According to the report, Torrent has been targeted by the spyware, which is capable of gaining access to a smartphone camera and microphone turning the device into a 'pocket spy', along with at least two other Catalan pro-independence politicians, former MP Anna Gabriel and activist Jordi Domingo.
“[It] corroborates and confirms the fears or ideas that we pro-independence campaigners had about the state being prepared to use all the mechanisms at its disposal to go after a legitimate political project,” Torrent said, as cited by the Guardian. “It seems wrong and unacceptable from a democratic point of view and with regards to the rule of law. It also seems to me to be immoral for a huge amount of public money to be spent on buying software that can be used as a tool for the persecution of political dissidence.”
Although there has been no clear evidence regarding the alleged targeting, the speaker argued that NSO sells its controversial software, which is used to track criminals and terrorists, only to governments, vowing to seek an investigation into the matter.

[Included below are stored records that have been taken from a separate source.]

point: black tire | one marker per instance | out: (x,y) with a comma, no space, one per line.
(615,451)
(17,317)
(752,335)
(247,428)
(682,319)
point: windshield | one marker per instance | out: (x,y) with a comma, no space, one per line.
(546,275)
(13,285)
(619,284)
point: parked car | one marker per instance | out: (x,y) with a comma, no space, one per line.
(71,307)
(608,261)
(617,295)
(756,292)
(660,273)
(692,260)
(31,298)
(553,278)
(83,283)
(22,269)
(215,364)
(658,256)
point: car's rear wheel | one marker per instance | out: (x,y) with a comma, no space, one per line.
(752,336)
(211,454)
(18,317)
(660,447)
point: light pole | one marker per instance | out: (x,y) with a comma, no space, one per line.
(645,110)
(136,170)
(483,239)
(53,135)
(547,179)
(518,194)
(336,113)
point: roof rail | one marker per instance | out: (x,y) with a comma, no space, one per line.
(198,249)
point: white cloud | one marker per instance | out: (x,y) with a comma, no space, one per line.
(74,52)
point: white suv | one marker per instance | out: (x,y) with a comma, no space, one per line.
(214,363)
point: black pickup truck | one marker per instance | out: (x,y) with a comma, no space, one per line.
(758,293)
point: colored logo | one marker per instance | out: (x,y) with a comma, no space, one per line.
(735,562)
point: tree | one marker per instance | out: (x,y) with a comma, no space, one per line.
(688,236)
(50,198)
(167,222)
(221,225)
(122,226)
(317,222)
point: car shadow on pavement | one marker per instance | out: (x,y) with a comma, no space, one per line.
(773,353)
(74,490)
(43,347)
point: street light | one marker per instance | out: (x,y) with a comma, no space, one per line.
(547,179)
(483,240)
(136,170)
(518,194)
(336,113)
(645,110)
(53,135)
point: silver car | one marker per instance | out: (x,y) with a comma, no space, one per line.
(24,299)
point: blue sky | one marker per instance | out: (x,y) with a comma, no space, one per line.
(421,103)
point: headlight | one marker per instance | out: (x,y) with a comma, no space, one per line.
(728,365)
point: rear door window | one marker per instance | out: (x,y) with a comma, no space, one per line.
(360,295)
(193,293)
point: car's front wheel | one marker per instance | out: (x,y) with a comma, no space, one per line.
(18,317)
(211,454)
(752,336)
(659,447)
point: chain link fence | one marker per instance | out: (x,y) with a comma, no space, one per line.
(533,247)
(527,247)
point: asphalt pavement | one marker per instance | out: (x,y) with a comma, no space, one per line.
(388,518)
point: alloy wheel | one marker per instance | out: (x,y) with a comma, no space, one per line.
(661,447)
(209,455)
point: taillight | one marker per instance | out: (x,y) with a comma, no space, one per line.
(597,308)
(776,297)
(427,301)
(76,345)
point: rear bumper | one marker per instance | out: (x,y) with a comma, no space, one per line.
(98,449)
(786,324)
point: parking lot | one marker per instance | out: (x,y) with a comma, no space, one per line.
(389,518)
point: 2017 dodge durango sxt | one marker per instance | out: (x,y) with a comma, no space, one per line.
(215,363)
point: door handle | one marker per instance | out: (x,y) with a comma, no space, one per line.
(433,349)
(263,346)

“But beyond that, I don’t know,” the lawmaker stated. “That’s what needs to be cleared up: who’s behind this; specifically, which state apparatus is using these tools in what I have to say is an illegal manner that contravenes the right to privacy, the right to private communications, and the right of a political movement with a legitimate and democratic political proposal to conduct itself without interference from a state that is ultimately persecuting political dissidence.”
In response to the Guardian’s report, Spain’s National Intelligence Centre (CNI) said in a statement that it acts “in full accordance with the legal system, and with absolute respect for the applicable laws” and under the oversight of the nation’s supreme court. The CNI did not reportedly respond to the newspaper’s direct question on the use of the Pegasus software.
In the meantime, the Spanish prime minister’s office said in a statement that there has been no evidence on the targeting of the Catalan politicians' cellphones, adding that such operations are usually carried out “in accordance with the relevant judicial authorisation”.
“The government has no evidence that the speaker of the Catalan parliament, Roger Torrent, former MP Anna Gabriel and the activist Jordi Domingo have been the targets of hacking via their mobiles,” the office said. “Furthermore, we must state that any operation involving a mobile phone is always conducted in accordance with the relevant judicial authorisation.”
On Monday, the Tel Aviv District Court rejected, for lack of evidence, a petition filed by Amnesty International to suspend NSO Group’s export license over allegations that the company's technology is used to target journalists, lawmakers and activists around the world.
NSO is facing another ongoing lawsuit filed by Facebook and its WhatsApp messenger division for being allegedly responsible for a series of highly sophisticated cyber-attacks that they claim has targeted the mobile phones of more than 1,400 of its users in 20 different countries during a 14-day period from the end of April to the middle of May.